Histograms are great for seeing what kind of distributions your variables have, I often use the multi.hist function from within the psych package to look at my data quickly and easily. Note that this function doesn’t always return the plotting environment to what it was previously so we specify that the plotting parameters should return to one plot per page afterwards
multi.hist(CS[,4:6])
par(mfrow=c(1,1))
The pairs plot within R, and the extensions upon it from many other package, is a great way to see how the variables from your dataset are related to each other.The pairs.panels function in psych shows the name of each variable and its histogram down the diagonal, the scatterplots on the lower triangle and the correlation coefficient on the upper triangle. You can change the type of correlation coefficient, and various plotting parameters easily.
pairs.panels(CS[,4:6])
If you want to take an in depth look at one of the plots and identify certain points then you can plot the scatterplot and use the identify function to interactively select points and get a label for what they are - this doesn’t work in rmarkdown but you can try it yourself.

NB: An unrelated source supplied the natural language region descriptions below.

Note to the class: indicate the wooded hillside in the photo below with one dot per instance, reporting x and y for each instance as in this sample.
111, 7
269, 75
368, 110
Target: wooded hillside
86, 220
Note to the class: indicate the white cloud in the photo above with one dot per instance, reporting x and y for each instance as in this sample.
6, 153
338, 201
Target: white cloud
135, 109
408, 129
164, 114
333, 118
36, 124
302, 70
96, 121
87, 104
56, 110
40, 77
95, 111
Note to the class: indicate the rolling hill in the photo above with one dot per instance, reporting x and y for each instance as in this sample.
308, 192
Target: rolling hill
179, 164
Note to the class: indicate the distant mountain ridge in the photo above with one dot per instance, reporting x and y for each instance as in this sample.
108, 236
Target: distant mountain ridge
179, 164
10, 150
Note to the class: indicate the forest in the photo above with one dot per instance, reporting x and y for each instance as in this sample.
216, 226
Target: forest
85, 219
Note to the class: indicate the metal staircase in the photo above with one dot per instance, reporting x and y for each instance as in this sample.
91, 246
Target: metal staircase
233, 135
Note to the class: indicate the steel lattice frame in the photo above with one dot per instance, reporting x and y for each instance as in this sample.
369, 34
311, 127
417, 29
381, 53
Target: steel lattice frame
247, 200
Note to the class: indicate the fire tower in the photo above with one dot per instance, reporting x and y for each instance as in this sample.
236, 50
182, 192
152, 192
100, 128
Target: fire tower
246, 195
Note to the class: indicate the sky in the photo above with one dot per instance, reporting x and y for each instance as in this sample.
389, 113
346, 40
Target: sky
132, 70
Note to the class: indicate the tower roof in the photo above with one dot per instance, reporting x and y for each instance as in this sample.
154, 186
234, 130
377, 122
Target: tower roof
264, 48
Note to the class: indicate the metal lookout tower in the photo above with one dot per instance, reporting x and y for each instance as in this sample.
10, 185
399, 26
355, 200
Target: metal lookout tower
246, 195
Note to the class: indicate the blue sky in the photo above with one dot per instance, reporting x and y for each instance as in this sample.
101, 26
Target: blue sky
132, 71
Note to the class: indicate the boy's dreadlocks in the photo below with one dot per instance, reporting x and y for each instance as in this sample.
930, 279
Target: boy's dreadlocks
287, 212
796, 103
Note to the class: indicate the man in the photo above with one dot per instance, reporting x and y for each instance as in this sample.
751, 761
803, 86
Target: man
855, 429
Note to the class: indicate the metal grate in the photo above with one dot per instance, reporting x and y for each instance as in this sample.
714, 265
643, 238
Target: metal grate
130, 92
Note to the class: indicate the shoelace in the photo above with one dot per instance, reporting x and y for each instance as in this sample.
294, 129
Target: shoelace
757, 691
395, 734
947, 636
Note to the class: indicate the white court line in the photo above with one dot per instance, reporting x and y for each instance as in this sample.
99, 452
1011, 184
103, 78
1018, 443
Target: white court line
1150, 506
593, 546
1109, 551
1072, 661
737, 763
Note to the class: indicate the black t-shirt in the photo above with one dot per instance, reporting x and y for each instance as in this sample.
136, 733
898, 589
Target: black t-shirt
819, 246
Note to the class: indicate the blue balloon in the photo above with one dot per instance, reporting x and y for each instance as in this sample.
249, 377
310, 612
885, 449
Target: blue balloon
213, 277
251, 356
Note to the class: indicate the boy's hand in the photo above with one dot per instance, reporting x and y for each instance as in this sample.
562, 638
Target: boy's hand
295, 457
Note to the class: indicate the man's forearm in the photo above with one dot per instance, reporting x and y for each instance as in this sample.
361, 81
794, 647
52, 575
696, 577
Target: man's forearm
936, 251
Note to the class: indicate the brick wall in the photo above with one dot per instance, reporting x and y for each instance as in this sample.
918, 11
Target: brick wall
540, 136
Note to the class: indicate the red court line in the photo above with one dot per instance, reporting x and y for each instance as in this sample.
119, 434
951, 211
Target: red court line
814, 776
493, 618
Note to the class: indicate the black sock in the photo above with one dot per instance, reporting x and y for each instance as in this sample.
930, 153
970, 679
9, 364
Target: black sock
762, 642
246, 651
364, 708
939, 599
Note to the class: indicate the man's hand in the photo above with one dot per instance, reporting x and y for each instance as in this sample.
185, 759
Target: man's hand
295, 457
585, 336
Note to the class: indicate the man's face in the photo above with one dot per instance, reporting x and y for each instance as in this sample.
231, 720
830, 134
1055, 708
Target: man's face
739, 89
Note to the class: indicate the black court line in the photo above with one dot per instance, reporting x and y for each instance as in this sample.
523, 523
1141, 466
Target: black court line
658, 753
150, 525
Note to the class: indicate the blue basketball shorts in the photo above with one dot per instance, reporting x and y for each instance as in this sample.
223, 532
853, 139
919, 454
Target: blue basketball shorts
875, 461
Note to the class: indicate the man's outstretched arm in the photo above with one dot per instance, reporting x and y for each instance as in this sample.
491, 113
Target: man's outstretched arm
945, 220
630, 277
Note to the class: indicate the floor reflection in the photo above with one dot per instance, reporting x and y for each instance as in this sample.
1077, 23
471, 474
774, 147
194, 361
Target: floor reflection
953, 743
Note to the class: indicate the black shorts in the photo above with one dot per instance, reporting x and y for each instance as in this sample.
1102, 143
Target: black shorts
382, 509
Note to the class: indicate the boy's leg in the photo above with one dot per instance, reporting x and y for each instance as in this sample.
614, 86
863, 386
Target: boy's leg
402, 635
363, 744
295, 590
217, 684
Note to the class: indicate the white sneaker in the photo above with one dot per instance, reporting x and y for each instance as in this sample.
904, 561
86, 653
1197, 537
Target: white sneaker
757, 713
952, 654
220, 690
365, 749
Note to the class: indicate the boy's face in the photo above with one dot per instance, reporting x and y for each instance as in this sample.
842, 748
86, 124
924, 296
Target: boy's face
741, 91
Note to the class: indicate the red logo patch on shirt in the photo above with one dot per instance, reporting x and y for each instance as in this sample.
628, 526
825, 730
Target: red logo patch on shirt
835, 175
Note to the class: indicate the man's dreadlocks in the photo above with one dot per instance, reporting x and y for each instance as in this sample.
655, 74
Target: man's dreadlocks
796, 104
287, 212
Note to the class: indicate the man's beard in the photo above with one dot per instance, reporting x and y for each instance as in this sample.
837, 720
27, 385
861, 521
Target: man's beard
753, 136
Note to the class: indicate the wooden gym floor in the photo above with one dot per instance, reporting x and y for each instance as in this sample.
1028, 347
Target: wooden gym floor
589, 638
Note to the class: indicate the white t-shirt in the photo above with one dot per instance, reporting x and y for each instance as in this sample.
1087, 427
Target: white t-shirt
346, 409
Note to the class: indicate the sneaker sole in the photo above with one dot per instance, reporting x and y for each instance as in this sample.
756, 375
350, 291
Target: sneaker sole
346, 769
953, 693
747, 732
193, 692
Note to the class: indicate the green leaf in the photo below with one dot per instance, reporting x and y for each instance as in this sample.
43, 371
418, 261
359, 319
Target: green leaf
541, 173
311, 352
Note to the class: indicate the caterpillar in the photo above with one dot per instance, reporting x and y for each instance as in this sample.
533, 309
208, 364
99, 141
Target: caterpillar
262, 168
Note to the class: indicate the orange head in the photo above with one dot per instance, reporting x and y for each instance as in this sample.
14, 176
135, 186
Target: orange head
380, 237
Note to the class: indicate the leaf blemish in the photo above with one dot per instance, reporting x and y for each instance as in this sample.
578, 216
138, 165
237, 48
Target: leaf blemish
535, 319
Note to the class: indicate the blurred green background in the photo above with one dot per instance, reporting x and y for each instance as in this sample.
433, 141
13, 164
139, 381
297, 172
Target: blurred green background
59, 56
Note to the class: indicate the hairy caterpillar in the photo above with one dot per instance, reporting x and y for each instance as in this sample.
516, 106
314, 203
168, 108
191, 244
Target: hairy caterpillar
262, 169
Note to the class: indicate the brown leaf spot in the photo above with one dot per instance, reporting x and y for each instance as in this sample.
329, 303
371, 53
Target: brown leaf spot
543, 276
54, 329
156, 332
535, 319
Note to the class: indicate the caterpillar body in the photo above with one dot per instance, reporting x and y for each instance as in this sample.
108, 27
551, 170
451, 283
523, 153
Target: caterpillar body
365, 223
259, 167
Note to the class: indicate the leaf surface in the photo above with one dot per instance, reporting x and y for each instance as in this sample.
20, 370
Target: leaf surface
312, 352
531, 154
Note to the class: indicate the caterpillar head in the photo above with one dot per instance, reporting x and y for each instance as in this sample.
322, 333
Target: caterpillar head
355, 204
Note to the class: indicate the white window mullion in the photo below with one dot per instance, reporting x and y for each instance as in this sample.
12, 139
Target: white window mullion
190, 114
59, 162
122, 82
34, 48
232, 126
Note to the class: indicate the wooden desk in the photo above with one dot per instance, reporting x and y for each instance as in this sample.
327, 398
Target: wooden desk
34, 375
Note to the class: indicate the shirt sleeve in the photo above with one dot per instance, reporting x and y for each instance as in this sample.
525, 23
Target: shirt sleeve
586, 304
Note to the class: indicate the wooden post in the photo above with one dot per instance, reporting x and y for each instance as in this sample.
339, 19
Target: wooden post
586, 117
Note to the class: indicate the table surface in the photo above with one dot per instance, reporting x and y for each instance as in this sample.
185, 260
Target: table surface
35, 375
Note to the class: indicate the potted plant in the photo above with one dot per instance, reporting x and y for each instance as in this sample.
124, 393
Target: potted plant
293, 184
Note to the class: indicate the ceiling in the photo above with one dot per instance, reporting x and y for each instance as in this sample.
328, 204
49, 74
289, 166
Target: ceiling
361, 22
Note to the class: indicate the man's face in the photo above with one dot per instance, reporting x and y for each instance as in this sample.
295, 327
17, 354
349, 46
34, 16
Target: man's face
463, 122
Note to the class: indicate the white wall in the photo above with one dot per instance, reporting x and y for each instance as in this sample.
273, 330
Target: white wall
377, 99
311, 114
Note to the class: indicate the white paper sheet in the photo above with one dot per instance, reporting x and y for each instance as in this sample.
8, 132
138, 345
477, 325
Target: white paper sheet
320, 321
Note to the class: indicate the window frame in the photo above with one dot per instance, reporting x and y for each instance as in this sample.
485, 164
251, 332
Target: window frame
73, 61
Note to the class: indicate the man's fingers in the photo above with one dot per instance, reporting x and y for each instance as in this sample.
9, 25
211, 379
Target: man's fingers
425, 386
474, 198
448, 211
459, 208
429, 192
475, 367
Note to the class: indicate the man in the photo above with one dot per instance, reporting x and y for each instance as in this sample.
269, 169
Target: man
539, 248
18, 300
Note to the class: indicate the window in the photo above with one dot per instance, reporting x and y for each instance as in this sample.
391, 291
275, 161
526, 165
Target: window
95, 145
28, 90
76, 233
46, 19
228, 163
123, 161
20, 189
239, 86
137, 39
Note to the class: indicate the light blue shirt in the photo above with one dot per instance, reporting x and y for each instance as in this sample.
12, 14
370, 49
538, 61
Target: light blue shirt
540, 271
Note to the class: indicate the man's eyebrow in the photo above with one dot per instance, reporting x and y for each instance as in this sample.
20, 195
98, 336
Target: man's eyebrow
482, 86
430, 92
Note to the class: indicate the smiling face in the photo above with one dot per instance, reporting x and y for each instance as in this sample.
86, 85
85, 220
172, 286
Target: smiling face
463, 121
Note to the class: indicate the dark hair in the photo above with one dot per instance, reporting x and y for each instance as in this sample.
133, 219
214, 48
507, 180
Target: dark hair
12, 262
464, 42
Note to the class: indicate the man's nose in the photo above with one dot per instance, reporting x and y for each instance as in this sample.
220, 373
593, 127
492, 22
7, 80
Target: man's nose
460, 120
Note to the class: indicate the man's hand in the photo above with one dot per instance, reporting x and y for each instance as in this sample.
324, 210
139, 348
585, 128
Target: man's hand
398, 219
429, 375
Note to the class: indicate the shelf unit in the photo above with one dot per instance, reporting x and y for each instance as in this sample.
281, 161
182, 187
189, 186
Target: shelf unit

plot(nitrogen_percent ~ carbon_percent, CS)
identify(CS$carbon_percent, CS$nitrogen_percent, labels=CS$plot_id)
Other useful plots include coplots in base R, which show how the relationship between two variables changes with a third variable
coplot(ph ~ carbon_percent|nitrogen_percent, CS)
That’s all that comes to mind right now. There are so many different ways of manipulating and exploring datasets in R. These are just a few that I have found useful and I hope you do too!